Mr. Friedman: One thing we tell our customers is if they are going to say something bad about your brand on your community, you can be sure they are saying it someplace else. You might as well get your arms around it, address it, listen to it and know what it is.

WSJ: Do online communities force truthfulness in advertising?

Mr. Friedman: In the world of marketing, for decades we've said the worst thing for a bad product is a good ad. Everybody will try it and figure it out. If people talk to each other, the reality and truth is in that conversation. The real question is: Is your marketing matching that truth? There is no question that the reality and the truth of what people think is in these communities.

WSJ: Where do you find the balance between promoting free speech in these communities and allowing companies to monitor content?

Mr. Friedman: You want to create a culture in the community that is consistent with your brand goals. What you are trying to do is attract people and give them cues in what they will do. Just like if you were creating a party and it was in a warehouse and you did nothing, people would mill around and they wouldn't know what was going on. But if they walked into the room there were white-and-red checkered tablecloths and a country band and straw on the floor and waiters in cowboy outfits, they would get the idea this is a country thing. If it is white tablecloths and waiters in tuxedos with champagne you go, "Oh, this is an elegant thing." So you are creating a sense of context and culture. Again, it has to be very much engaged with what the users are about, why are they there. But people want to go to a party that has a theme.... The really critical thing is to be clear what the community is about and to manage it to that.

WSJ: Social-networking sites recently have been under fire after reports of sexual predators. LiveWorld also recently formed a partnership with Blogsafety.com. What safety issues will the advertising agencies or companies need to deal with as they open their own sites?

Mr. Friedman: I don't see that as much of an advertiser issue.... An advertiser doesn't want to be advertising in an environment that is known for lots of pornography and predators. Nobody wants to do that. So that comes back to creating a culture and an environment that makes sense.

WSJ: Some people are saying that mainstream social-networking sites like MySpace are becoming too popular and soon will lose their prominence.
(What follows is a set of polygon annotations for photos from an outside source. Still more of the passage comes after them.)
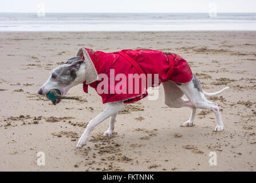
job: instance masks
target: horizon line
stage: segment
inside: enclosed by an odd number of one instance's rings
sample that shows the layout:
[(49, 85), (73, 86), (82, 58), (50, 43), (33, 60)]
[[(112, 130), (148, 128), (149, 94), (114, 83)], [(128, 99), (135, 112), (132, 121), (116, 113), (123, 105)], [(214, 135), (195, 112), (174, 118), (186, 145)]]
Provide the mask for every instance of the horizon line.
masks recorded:
[[(18, 11), (2, 11), (0, 13), (37, 13), (36, 11), (30, 11), (30, 12), (18, 12)], [(207, 13), (208, 12), (45, 12), (45, 13), (159, 13), (159, 14), (164, 14), (164, 13)], [(217, 12), (217, 13), (256, 13), (255, 12)]]

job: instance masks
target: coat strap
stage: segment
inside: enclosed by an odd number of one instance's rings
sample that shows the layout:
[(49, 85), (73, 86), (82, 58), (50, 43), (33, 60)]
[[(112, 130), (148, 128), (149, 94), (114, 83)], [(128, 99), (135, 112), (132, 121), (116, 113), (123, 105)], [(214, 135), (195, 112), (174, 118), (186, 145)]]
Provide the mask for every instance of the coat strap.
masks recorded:
[(121, 51), (118, 51), (116, 53), (123, 56), (126, 60), (130, 62), (130, 63), (133, 66), (133, 67), (135, 68), (135, 69), (140, 75), (141, 74), (145, 74), (143, 69), (142, 69), (142, 68), (139, 65), (138, 63), (137, 63), (137, 62), (133, 59), (130, 56)]

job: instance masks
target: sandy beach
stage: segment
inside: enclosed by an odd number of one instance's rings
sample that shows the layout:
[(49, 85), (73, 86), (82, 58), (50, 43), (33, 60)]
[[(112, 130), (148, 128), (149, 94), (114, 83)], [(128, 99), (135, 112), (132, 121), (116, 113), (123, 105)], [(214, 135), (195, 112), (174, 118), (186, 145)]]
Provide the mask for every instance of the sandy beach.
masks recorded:
[[(1, 32), (0, 171), (255, 171), (256, 32)], [(81, 46), (111, 52), (150, 49), (186, 59), (218, 104), (225, 130), (214, 132), (214, 114), (198, 109), (193, 127), (180, 125), (188, 108), (170, 109), (160, 87), (156, 101), (127, 105), (115, 133), (99, 125), (88, 144), (76, 149), (89, 121), (105, 107), (81, 85), (54, 106), (37, 92), (50, 71)], [(38, 152), (45, 165), (38, 166)], [(209, 153), (217, 165), (209, 165)]]

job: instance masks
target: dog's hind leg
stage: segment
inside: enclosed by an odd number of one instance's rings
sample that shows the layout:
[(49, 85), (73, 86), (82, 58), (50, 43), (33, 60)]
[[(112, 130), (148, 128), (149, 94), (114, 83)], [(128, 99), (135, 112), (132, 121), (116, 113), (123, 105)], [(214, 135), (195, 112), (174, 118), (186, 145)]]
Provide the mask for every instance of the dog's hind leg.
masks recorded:
[(107, 119), (109, 117), (116, 114), (119, 111), (124, 109), (123, 102), (116, 102), (109, 103), (106, 109), (92, 119), (87, 125), (85, 130), (79, 138), (77, 142), (77, 148), (82, 148), (86, 145), (90, 132), (97, 125)]
[(223, 129), (224, 125), (217, 104), (208, 101), (206, 99), (203, 93), (200, 82), (195, 75), (193, 75), (192, 81), (179, 85), (179, 87), (187, 97), (193, 108), (211, 110), (214, 112), (218, 122), (215, 128), (215, 131), (220, 131)]
[(192, 113), (189, 120), (186, 121), (183, 126), (193, 126), (196, 108), (192, 106), (189, 100), (182, 98), (184, 92), (175, 82), (168, 81), (163, 83), (163, 86), (164, 90), (164, 104), (167, 106), (173, 108), (188, 107), (192, 109)]
[(116, 117), (117, 116), (117, 113), (111, 115), (109, 120), (109, 125), (108, 126), (108, 129), (106, 132), (104, 132), (103, 134), (104, 136), (111, 136), (114, 132), (115, 129), (115, 122), (116, 121)]
[(195, 125), (194, 124), (194, 120), (195, 119), (196, 108), (193, 107), (191, 107), (191, 108), (192, 109), (192, 112), (191, 114), (190, 114), (190, 118), (182, 125), (182, 126), (192, 126)]

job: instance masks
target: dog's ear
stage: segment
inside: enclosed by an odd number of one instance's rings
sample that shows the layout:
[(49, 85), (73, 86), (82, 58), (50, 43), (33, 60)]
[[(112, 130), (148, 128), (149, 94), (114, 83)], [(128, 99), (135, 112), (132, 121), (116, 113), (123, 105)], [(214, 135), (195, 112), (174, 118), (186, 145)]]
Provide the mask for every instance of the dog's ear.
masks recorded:
[(84, 62), (84, 59), (80, 59), (76, 61), (73, 61), (72, 63), (70, 65), (71, 70), (73, 71), (77, 71), (79, 69), (79, 67), (80, 67), (81, 63)]
[(71, 58), (68, 61), (66, 61), (66, 64), (70, 65), (73, 62), (78, 61), (80, 61), (80, 59), (81, 59), (80, 57), (79, 57), (79, 56), (74, 57)]

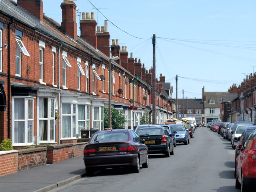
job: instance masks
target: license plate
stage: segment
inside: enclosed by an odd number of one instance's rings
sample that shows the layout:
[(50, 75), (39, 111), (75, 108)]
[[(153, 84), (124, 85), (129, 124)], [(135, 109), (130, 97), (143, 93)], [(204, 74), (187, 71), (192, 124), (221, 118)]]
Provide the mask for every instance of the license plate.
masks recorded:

What do you predict for the future of social networking? How do products like yours fit into this scheme?

Mr. Friedman: Different brands and features and services will come and go, but because these products and their popularity is not a sudden feature or an oddball phenomenon; because they represent and reflect a fundamental in the core human construct of behavior, they are here forever. For anybody in a modern country that is up to 30, they grew up with the Internet in one hand and a cellphone in another. Their basic approach to life is different. They live there, and everything else comes around that.